Don't know if this is an option for you or not on your PPC system.


----------



## andreast (Oct 15, 2013)

Well, the p5-520 is a POWER5 machine and a few weeks ago basic support went into -CURRENT, now part of the upcoming 10.0.
So if you want to try, fetch an ALHPA snapshot from 10.0 for powerpc64.
Most probably it will not work but the basic bits are there. We continue to make it work. But not on 9.x
Andreas


----------



## sossego (Oct 16, 2013)

Are you emailing the list with the same information you give here?


----------



## Simba7 (Oct 16, 2013)

I will try the latest 9.2-CURRENT and 10.0-BETA1.

I saved these 4 systems from being destroyed. I realized what they were and kept them minus the HDDs (security reasons). I went and grabbed some 146GB drives and installed them. The systems will boot Debian just fine, but I prefer FreeBSD.

If anyone wants to dev on one, I'd be glad to allow full access to one of them. I was quite impressed that the Power5+ 2.1GHz processor has 36MB of L3 Cache, unheard of on regular systems. They also have 4GB of memory each, which I plan on upgrading.


----------



## Simba7 (Jan 27, 2014)

*Re: Can not get IBM p5-520 to boot from 9.2-RELEASE*

k.
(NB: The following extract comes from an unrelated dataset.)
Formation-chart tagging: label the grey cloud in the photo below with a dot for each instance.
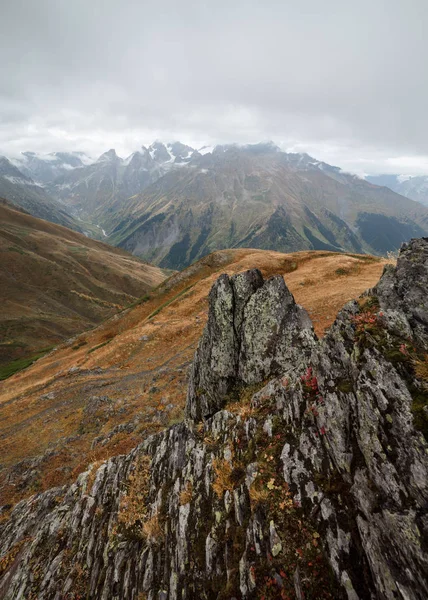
(344, 79)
I've tried to install FreeBSD 10.0-RELEASE and the problem still exists.

For some reason, there is not a single block device available and the only available device is NET0:. I can still get it to boot the latest Debian, so I'm really stumped on what the problem could be.
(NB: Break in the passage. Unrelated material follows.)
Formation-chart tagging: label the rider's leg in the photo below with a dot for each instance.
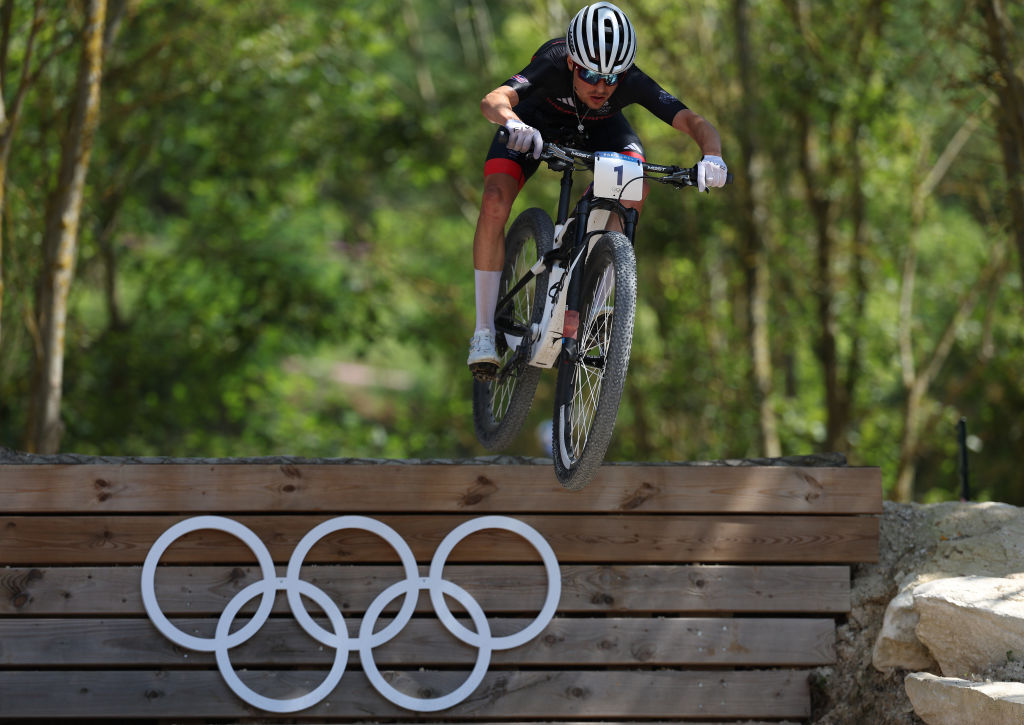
(500, 190)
I really hope I don't have to run Linux on these systems, but I just might have to.


----------



## sossego (Jan 29, 2014)

Again, try talking to the mailing list.
There is a lot more going on with FreeBSD than most people are aware of. 
Depending on where, what, who, and other factors, you may be able to exchange ideas in person. I have done this with a few people from different colleges and universities.


----------